I wrote a piece on Dante Aligheri and Giovanni Boccaccio, and their revolutionary works. The many literary worlds that the poet Dante Aligheri created were rich with imagery, symbolism, and paradoxes. Within these worlds, Dante Aligheri the pilgrim remained a steadfast traveler, with his sights always set on the light and truth of God. Dante’s readers gained spiritual sustenance by accompanying Dante the pilgrim on his journey and by listening to the wisdom and artistry of Dante the poet. At the heart of all of Dante’s writing is the incessant push-and-pull of the forces of reason and faith: the battle between Dante’s philosophical leanings and his unwavering belief in God and in salvation through ultimate faith. This line between logic and unquestioning religious conviction is often blurred, and throughout the literary journey of the Commedia the reader learns that there is no simple answer to the issue of salvation. In the Inferno, the punished only possess reason and not faith. In Purgatorio, the penitents have the capacity for both reason and faith, but they did not correctly or perfectly apply their reason towards their faith. In Paradiso, the inhabitants have reached a perfect sense of theology—a union of reason and faith that has lead to their salvation. Therefore, Dante’s purpose as a mortal voyager is to show that salvation is only a result of the product of reason and faith in the correct relationship to each other.

Although Giovanni Boccaccio was born over fifty years after Dante Aligheri’s death, Dante was a major influence on Boccaccio’s works. Boccaccio’s opus, the Decameron, was a series of tales that were parodies of many famous works (including Dante’s). In the Eighth Tale of the Second Day of the Decameron, Boccaccio tells the story of a corrupt and immoral abbot who wants to take advantage of a wife of a member of his congregation. It is in this tale that Boccaccio makes a tongue-in-cheek comment on Dante, both on his Rime and on the Commedia. When the abbot tries to convince the woman to engage in sexual relations with him, he entreats her by asking her “can you do that which will be the good and salvation of my life.” In Dante’s Rime 61, he refers to Lady Philosophy by explaining the fact that “her aspect helps to induce belief…our faith is strengthened” (Rime 61). Boccaccio is making a comparison to the divine qualities of Lady Philosophy’s beauty by having the abbot employ a similar argument—but in the case of the Eighth Tale, the end result is to commit adultery and sin, not to achieve true salvation. The abbot continues his plea, and uses logic in order to cajole the wife when she questions his motives: “sanctity nowise abates by this, seeing it has its seat in the soul and that which I ask of you is a sin of the body.” The abbot is using strictly logical discourse, explaining to the woman that there is no issue with intercourse because it is strictly a corporeal issue. As with Dante and St. Peter in Paradiso, the abbot “talks a good game.” But unlike Dante, the abbot does not have a true understanding of faith, and instead uses his logic to immoral and sinful ends.

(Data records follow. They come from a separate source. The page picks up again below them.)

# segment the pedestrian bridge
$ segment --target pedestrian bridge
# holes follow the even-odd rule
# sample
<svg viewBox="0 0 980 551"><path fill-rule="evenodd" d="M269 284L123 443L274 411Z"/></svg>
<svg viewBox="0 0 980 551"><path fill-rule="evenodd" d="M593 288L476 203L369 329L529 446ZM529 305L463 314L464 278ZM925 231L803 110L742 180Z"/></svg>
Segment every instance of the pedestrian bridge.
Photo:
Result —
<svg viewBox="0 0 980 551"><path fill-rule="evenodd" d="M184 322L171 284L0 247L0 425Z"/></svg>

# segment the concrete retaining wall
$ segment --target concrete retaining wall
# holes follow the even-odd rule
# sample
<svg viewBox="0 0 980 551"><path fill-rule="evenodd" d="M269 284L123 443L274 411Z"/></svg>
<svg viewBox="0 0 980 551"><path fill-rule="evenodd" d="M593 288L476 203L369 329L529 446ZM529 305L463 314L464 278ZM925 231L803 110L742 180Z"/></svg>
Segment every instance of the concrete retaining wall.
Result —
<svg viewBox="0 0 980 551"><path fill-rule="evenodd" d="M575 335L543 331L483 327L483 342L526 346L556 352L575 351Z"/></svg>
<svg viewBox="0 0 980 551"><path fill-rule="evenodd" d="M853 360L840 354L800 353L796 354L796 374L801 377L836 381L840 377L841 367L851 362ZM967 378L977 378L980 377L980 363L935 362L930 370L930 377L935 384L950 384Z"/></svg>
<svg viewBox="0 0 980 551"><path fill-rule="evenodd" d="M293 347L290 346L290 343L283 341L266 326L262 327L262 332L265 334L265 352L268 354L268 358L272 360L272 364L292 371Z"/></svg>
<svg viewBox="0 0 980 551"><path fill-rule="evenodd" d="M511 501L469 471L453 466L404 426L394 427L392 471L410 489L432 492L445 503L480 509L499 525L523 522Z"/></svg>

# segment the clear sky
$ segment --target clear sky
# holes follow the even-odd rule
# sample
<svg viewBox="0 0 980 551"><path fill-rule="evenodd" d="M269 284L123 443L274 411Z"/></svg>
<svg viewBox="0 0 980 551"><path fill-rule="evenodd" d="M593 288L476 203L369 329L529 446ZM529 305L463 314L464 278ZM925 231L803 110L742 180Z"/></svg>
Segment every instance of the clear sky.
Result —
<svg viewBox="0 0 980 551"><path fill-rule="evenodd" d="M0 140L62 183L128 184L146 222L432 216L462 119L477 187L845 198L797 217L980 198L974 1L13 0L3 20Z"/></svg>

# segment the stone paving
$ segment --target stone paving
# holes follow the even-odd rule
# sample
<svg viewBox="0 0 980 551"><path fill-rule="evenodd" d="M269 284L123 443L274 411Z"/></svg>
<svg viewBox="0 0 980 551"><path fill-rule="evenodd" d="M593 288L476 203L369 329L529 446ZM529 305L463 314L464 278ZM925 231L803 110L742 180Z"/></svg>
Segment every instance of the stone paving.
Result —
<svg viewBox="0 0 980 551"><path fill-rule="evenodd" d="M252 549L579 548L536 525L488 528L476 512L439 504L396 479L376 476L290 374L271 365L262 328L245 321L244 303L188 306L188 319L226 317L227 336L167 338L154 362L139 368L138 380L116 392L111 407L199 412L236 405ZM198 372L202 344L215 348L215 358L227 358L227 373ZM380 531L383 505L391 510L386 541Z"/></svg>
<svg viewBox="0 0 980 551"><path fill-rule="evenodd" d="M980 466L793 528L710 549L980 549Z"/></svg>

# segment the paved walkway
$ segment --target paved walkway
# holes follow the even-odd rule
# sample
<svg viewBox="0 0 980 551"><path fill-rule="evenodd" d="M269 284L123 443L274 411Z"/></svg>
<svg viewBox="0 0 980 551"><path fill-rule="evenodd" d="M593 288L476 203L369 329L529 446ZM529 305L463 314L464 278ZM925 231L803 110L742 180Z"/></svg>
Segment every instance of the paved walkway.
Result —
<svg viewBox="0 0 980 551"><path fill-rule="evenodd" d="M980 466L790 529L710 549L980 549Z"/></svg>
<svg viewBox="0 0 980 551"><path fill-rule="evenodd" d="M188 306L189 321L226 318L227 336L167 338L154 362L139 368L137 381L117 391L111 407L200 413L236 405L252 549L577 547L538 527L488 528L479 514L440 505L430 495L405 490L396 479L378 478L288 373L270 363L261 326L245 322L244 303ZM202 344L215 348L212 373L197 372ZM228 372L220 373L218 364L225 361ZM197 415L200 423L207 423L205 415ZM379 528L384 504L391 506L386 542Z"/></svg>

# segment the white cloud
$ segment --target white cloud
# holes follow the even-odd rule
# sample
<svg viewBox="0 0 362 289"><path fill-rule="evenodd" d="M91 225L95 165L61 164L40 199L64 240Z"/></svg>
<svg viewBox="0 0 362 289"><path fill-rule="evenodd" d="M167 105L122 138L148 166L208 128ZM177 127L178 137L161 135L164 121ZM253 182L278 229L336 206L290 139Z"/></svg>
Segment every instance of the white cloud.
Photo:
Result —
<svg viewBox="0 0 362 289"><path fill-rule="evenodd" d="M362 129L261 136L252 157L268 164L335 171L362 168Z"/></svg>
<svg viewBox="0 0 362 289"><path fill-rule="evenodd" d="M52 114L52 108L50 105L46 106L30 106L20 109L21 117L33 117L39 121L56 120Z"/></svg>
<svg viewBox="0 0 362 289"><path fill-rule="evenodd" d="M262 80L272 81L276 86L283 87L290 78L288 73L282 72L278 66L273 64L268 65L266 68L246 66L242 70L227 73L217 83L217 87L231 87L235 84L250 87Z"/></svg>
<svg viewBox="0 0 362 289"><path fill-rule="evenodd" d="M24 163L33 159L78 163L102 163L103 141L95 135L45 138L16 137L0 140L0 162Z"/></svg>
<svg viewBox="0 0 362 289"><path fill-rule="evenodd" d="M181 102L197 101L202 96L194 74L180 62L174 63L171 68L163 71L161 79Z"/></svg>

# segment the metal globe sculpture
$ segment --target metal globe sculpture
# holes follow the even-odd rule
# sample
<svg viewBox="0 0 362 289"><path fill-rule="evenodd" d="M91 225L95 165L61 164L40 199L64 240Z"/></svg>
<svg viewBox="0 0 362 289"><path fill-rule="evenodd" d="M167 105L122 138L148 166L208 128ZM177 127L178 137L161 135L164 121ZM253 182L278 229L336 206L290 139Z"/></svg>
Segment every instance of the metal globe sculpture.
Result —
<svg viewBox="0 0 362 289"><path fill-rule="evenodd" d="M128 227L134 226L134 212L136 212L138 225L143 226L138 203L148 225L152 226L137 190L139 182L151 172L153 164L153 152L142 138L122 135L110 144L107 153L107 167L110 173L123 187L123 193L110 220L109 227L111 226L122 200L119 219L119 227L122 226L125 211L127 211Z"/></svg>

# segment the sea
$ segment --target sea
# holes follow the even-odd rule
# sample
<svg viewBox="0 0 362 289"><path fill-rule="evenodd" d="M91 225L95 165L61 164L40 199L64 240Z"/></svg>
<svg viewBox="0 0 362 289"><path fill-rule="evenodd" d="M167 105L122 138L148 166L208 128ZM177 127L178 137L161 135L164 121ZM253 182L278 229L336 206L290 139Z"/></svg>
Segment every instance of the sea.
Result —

The quest for salvation has always been an uneasy task for man to undertake. Dante’s particular road, as both poet and pilgrim, was fraught with peril and many different challenges. As a pilgrim, Dante had to maneuver the waters of the Commedia, avoid the pitfalls of the Inferno, and have his faith and heart tested in the Paradiso. As a poet, Dante had the daunting charge of communicating his often-indescribable journey to his readers—with their salvation weighing in his hands. In the end, Dante was able to successfully convey the conclusion of his experiences: philosophical reasoning, in combination with faith in God, will lead one to salvation. Anything outside of perfect theology, be it an excess of logistical and practical thinking, or an approach to faith too late in life, will not set the reader on the one true or correct path.